Direito&Justiça

Núcleo Jurídico da Revista Ceará homenageia advogado Clayton Marinho

Advogado Clayton Marinho, morreu vítima da Covid-19, aos 78 anos. Ele estava internado há algum tempo e teve complicações da doença causada pelo coronavírus.

Representando todo o corpo jurídico da Revista Ceará, o advogado Waldir Xavier, comentou o ocorrido e homenageou Marinho: “Despediu-se daqui o príncipe da tribuna, o orador nato, o advogado vocacionado!”.

Waldir Xavier, ressalta que Marinho, tinha uma característica que lhe era muito peculiar: conhecia cada vírgula que havia nos autos. Isso, somado à retorica firme e densa, transformava sua defesa em algo devastador.

Leia a nota de homenagem:

“Não é difícil morrer nesta vida. Viver é muito mais difícil.” (Vladimir Maiakóvski)

“Clayton Marinho se foi …
Despediu-se daqui o príncipe da tribuna, o orador nato, o advogado vocacionado! “Onde está isso nos autos, doutor Promotor?”, bradava ele da tribuna da defesa, num aparte arrebatador, como sempre, para o constrangimento de uma acusação a tatear o processo sem achar a passagem específica.

Este era o Clayton.

Quando ainda “rato de júri”, acadêmico de Direito, eu costumava varar a noite assistindo os embates acalorados no antigo fórum da Praça da Sé, geralmente na prazerosa companhia do Ernando Uchoa Sobrinho, outro fanático espectador do júri. Víamos ali, naquelas pendengas orais, perorações inesquecíveis; e o Clayton, um de nossos preferidos, tinha uma característica que lhe era muito peculiar: conhecia cada vírgula que havia nos autos. Isso, somado à retorica firme e densa, transformava sua defesa em algo devastador. Era dificílimo enfrentá-lo no júri!
Deus me permitiu revelar a ele estes fatos, e outros tantos, nas conversas sempre muito amistosas que tínhamos pela estreitíssima ligação que construímos, a qual, segundo ele, era uma espécie de herança da sólida amizade que tinha pelo meu amado pai.

Das vezes que pude homenageá-lo, uma me tocou profundamente, foi na oportunidade em que, na OAB do Crato – numa passagem em que fazíamos palestras sobre o tribunal do júri pelo cariri, eu e ele – expressei ao grande Mestre a minha admiração particular e a inspiração que ele traduzira à geração de novos advogados criminalistas.

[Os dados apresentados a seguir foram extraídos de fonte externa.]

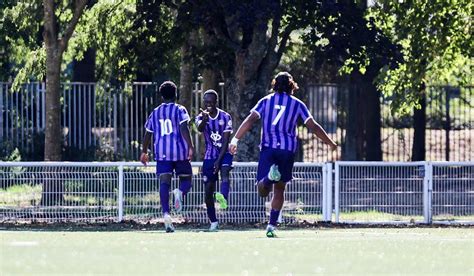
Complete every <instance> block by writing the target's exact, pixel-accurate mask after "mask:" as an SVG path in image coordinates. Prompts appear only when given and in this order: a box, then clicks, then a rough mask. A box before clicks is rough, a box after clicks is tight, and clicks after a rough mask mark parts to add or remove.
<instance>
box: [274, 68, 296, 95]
mask: <svg viewBox="0 0 474 276" xmlns="http://www.w3.org/2000/svg"><path fill="white" fill-rule="evenodd" d="M272 87H273V91H275V92H278V93H283V92H286V93H288V94H292V93H293V91H295V90H297V89H298V88H299V87H298V84H297V83H296V82H295V81H294V80H293V77H292V76H291V75H290V73H288V72H280V73H278V74H277V75H276V76H275V78H274V79H273V81H272Z"/></svg>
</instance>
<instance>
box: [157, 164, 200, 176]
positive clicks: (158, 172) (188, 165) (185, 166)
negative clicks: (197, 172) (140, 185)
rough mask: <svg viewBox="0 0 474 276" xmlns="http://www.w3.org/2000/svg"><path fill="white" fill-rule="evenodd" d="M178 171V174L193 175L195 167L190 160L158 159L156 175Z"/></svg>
mask: <svg viewBox="0 0 474 276" xmlns="http://www.w3.org/2000/svg"><path fill="white" fill-rule="evenodd" d="M173 171H174V172H176V175H183V174H187V175H192V174H193V168H192V167H191V162H189V160H181V161H156V175H158V176H159V175H160V174H165V173H171V174H172V173H173Z"/></svg>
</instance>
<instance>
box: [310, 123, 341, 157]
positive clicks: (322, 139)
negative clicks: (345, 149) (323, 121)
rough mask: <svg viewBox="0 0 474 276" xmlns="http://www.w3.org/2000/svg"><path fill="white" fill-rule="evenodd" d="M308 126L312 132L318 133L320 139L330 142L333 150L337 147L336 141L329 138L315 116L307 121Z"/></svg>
mask: <svg viewBox="0 0 474 276" xmlns="http://www.w3.org/2000/svg"><path fill="white" fill-rule="evenodd" d="M306 127H307V128H308V129H309V131H311V133H313V134H314V135H316V136H317V137H318V138H319V139H321V140H323V142H324V143H326V144H328V145H329V146H330V147H331V150H335V149H337V144H336V142H334V141H333V140H332V139H331V138H329V136H328V134H327V133H326V131H325V130H324V129H323V127H322V126H321V125H319V124H318V123H316V121H314V119H313V118H311V119H309V120H308V121H307V122H306Z"/></svg>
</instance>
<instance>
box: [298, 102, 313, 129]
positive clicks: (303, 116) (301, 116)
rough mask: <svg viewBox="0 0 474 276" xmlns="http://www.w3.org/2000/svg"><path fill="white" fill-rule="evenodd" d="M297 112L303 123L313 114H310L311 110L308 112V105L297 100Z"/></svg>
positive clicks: (308, 118) (310, 117)
mask: <svg viewBox="0 0 474 276" xmlns="http://www.w3.org/2000/svg"><path fill="white" fill-rule="evenodd" d="M298 114H299V116H300V117H301V119H302V120H303V122H304V123H305V124H306V122H308V120H309V119H312V118H313V116H312V115H311V112H309V109H308V107H307V106H306V105H305V104H304V103H303V102H299V105H298Z"/></svg>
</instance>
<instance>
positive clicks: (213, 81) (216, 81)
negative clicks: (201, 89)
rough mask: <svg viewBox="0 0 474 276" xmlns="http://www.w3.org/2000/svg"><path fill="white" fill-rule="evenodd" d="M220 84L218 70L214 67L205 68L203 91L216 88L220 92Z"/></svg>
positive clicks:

Inesquecível. A singela homenagem lhe tocou tanto que, inusitadamente, ele, ao final de minha fala, levantou-se da primeira fila e emitiu, publicamente, o sinal maçônico de seu grau, revelando uma honraria ímpar; tendo eu retribuído, da tribuna, o mesmo cumprimento da confraria das acácias. Emocionante!

Nesta noite memorável, no exato momento em que eu disse: “Eu estava lá, eu o vi atuar …”, sua cabeça se curvou e pude vê-lo enxugar as lágrimas que, reputo, não eram de saudade, mas de sentimento do dever cumprido, com o reconhecimento de um de seus muitos discípulos.
No frontispício deste pequeno texto – uma pequeníssima homenagem a quem foi grandioso – valho-me da pena poética do príncipe da poesia russa para lhe dizer, Mestre querido, que viver para você não foi difícil, justamente porque fê-lo com intensidade e com amor. Guardarei, na parede da minha memória, aquele vozeirão roco das grandes defesas, o lenço flamejante em sua mão, como na regência de coro que se afinaria à sua tese, e, principalmente, das nossas rodas de samba, com os clássicos tão bem entoados por você, meu caro.

Que Deus o receba, nas paragens celestes, com a alegria que marcou sua existência!